It's the usual "cultural awareness and cultural accommodation" rigamarole. I have one set of cultural expectations for my behavior and those around me. People from another culture have a different set of expectations.
When I'm in their culture, as I am from time to time (in my case, Russian, Czech, Spanish, or Polish), I try to abide by their restrictions and standards of conduct to the greatest extent possible, until it violates the most liberal reading of what I can tolerate. My expectation is reciprocality. Oddly, I find that most people have the same kind of expectation. They overlook breaches of cultural etiquette, as long as I wasn't aware of it when I broke the rules, and take willful, demanding violation of them as intentional disrespect--and compliance as neutral or as a sign of respect.

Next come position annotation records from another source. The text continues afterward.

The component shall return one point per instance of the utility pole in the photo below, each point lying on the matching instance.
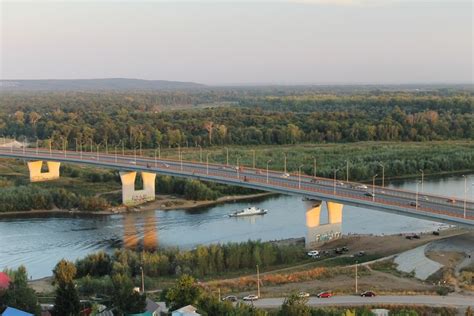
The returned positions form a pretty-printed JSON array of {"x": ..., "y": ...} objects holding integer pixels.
[
  {"x": 143, "y": 280},
  {"x": 314, "y": 167},
  {"x": 465, "y": 194},
  {"x": 356, "y": 278},
  {"x": 258, "y": 282},
  {"x": 422, "y": 176},
  {"x": 347, "y": 170}
]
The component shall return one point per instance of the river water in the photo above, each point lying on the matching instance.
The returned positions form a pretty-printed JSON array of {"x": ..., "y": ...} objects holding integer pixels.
[{"x": 40, "y": 242}]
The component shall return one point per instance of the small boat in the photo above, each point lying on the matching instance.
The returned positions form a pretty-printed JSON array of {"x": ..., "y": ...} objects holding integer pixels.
[{"x": 249, "y": 211}]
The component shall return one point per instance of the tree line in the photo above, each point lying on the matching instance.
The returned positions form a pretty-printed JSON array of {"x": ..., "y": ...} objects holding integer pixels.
[{"x": 152, "y": 120}]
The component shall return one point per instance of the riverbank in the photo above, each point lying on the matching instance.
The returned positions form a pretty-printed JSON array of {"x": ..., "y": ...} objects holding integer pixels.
[{"x": 162, "y": 202}]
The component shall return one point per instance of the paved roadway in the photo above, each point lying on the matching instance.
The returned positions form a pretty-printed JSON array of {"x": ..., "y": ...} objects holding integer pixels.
[
  {"x": 432, "y": 300},
  {"x": 429, "y": 206}
]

But when I refuse to abide by a cultural requirement when I'm abroad, and run afoul of cultural expectations, I don't expect them to be pleased with my demands that they honor my culture in their country, and conform to my expectations: how selfish is that, expecting strangers to conform to my expectations because, well, they're *my* expectations. We find workarounds, or I explain my problem: if they aren't willing to yield voluntarily, I abandon the field of Kulturkampf. The same works in personal relations.
I don't eat pork or shrimp, but do eat chicken and beef. In Poland, our host served us a traditional Polish dinner. With pork. I abided by her menu; I didn't eat pork, but neither did I expect her to alter her menu. In fact, I thanked her heartily, and put her at ease, stretching the truth in saying that everything was great. When I invited some of the grad students working over for dinner, I didn't know one was vegan. She found stuff to eat, but not much. She was respectful: She got an e-mail asking about dietary restrictions, and did not reply, so she didn't utter a word of complaint. I found out she was a vegan a week later.
The Muslim women who interpret their fiqh to require that they cover their faces should simply find another doctor; if it's an inconvenience, it's a self-imposed one that they, and only they, are responsible for.